Chow, a neuro-oncologist at the University of Southern California (USC) Norris Comprehensive Cancer Center, part of Keck Medicine USC, and principal investigator for the National Cancer Institute’s Cancer Therapy Evaluation Program, also spoke about perillyl alcohol (NEO100), an aerosolized medicine inhaled directly through the nose into the brain that is supported by Thomas Chen, MD, PhD, a professor of neurological surgery and director of the Brain Tumor Center at Keck Hospital of USC. The medicine is currently under investigation in a phase 2 trial (NCT05023018) evaluating it in patients with meningioma and in a phase 1/2a trial (NCT02704858) investigating it in patients with grade III or IV IDH-mutant glioma.2,3
Transcript:
There is the TVAX vaccine, which is the individualized vaccine in glioblastoma, and the way that works is that we’re taking the patient’s tumor during their original surgery, and we are using that as a vaccine to train the body to recognize [the tumor] as the foreign thing to attack. [There is potential for] combining therapies together. Not only would we create that vaccine out of [the patient’s] own tumor, but we could then take out the immune cells, expand them, activate them, and then feed them back into [the patient]. It’s a 2-step process to boost their immune system, specifically against the tumor. It’s a very multidisciplinary and collaborative process, and we’re working with our neurosurgeons, our pathologists, and our radiation oncologists to coordinate all this treatment and to offer the best care that we can to the patients.

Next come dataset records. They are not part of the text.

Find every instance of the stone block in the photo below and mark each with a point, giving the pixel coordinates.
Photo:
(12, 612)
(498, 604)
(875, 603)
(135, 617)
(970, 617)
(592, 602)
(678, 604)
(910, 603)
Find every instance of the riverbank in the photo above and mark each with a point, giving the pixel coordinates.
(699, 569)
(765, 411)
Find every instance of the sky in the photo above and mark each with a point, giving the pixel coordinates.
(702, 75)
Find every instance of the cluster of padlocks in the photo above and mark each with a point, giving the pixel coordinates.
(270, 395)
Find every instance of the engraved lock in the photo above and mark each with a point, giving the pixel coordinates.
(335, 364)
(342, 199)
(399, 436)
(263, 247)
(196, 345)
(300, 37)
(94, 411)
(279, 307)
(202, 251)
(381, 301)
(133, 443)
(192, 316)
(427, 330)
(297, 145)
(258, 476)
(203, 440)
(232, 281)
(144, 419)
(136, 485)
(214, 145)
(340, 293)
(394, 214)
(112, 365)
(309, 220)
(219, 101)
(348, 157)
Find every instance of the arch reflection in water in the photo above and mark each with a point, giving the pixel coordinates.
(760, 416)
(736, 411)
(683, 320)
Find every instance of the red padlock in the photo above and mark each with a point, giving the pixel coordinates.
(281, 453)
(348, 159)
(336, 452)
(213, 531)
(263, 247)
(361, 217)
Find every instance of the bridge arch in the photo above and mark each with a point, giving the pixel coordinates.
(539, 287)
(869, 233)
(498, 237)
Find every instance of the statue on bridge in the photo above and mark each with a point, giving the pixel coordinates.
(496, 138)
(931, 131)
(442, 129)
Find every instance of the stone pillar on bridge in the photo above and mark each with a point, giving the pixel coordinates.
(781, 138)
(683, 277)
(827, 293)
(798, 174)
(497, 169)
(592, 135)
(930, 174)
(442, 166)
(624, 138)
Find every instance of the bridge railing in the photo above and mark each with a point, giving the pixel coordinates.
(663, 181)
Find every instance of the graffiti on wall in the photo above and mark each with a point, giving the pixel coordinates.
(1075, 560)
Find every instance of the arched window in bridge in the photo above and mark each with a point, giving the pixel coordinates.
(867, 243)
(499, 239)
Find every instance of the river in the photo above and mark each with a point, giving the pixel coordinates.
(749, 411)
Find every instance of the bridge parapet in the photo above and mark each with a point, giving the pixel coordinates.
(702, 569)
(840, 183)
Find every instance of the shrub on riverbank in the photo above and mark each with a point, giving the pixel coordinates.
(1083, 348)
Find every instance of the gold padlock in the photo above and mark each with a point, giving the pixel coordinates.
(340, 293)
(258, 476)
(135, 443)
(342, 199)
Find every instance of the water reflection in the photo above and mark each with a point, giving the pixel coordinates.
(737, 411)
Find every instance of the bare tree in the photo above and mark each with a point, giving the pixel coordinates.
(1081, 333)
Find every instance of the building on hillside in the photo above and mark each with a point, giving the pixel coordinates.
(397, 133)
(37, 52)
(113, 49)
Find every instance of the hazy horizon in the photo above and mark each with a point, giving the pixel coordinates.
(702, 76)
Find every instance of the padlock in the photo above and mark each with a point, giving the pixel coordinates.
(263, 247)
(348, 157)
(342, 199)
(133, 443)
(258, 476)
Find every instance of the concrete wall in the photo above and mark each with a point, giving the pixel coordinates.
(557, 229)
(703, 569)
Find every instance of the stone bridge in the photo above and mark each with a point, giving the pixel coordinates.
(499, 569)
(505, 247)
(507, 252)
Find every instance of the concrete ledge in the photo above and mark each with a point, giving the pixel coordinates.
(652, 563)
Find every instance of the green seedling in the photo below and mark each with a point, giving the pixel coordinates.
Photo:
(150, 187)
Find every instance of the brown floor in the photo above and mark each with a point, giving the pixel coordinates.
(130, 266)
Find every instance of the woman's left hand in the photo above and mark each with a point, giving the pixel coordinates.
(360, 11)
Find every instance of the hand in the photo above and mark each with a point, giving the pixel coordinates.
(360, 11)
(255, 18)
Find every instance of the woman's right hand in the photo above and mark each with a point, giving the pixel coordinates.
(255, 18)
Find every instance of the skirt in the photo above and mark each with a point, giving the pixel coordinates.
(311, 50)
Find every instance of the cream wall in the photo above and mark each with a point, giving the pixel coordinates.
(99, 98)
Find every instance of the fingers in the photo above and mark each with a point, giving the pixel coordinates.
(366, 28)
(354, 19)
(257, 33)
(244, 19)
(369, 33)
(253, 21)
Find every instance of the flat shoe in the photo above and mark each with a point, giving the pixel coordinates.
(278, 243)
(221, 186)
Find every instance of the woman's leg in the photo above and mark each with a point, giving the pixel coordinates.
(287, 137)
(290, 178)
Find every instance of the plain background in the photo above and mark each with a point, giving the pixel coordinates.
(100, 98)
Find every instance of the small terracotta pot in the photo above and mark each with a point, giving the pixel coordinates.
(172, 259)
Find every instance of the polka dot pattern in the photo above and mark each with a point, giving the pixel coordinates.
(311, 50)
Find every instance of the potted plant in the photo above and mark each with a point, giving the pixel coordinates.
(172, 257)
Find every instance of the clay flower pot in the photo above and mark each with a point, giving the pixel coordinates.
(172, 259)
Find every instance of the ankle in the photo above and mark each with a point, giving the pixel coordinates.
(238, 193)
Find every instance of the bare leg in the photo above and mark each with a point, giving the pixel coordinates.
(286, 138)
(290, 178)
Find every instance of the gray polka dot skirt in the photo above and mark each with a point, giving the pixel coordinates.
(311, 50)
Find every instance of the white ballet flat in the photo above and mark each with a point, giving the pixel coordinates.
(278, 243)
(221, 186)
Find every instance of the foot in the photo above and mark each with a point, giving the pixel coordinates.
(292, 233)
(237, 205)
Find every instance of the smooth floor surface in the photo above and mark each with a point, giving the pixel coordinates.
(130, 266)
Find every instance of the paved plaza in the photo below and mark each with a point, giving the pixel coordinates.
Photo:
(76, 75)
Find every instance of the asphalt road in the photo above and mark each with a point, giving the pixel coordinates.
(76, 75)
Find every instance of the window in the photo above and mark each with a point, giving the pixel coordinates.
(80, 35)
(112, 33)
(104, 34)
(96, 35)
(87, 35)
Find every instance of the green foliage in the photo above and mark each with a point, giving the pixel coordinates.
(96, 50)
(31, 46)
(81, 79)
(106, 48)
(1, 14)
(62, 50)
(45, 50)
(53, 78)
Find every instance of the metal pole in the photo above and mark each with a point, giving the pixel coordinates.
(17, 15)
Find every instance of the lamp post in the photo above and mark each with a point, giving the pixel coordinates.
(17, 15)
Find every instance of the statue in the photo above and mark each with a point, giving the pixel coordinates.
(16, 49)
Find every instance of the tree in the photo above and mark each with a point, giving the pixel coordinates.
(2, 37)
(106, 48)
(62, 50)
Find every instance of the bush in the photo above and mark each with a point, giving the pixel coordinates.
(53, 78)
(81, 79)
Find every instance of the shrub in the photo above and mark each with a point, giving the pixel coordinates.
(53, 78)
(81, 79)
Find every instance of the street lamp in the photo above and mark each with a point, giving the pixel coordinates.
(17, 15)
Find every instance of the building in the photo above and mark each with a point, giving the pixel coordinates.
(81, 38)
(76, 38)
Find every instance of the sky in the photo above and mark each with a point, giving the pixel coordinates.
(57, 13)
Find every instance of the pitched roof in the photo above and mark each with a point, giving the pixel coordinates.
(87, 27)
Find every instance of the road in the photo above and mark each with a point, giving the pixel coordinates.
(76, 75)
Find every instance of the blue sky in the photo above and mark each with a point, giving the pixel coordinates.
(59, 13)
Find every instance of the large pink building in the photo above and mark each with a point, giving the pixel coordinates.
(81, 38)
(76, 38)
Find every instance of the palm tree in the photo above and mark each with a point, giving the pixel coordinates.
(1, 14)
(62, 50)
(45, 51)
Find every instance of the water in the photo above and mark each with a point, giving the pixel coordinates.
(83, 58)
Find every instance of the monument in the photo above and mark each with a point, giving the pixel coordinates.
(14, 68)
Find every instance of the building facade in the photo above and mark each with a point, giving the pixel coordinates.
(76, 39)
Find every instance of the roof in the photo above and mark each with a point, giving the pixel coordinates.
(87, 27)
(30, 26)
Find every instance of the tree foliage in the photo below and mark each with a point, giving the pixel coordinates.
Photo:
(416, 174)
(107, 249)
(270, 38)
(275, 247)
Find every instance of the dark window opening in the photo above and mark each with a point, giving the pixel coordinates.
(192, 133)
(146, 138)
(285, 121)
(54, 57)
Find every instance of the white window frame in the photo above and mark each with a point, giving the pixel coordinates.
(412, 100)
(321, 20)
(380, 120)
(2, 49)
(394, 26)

In terms of the aerosolized medicine as a treatment for astrocytoma and meningioma, this was a therapy that was supported by one of our neurosurgeons at USC, [Tom Chen, MD, PhD]. He had this concept to aerosolize and deliver the drug directly from the nose to the brain. We’ve had former iterations of these clinical trials in the past. One was completed in [patients with] glioblastoma, and it showed that when they inhaled a molecule, it crossed the blood-brain barrier and was able to cause some cell damage.4 From that phase 1 study came these 2 additional studies, [with one] specifically looking at glioblastoma with IDH mutations. It’s a phase 2 [trial], so we’re assessing efficacy and whether it can prolong patient survival. [The agent is also being assessed] in meningiomas because we unfortunately don’t have an FDA-approved systemic therapy for [meningiomas]. Once a meningioma grows, despite surgery and radiation, we’re struggling to look for things to slow it down. Several meningiomas grow at the base of the brain, right behind the nose, and you’d think, “Oh, if we could just get something right [in the nose], maybe we can make an impact on those tumors and help those patients.”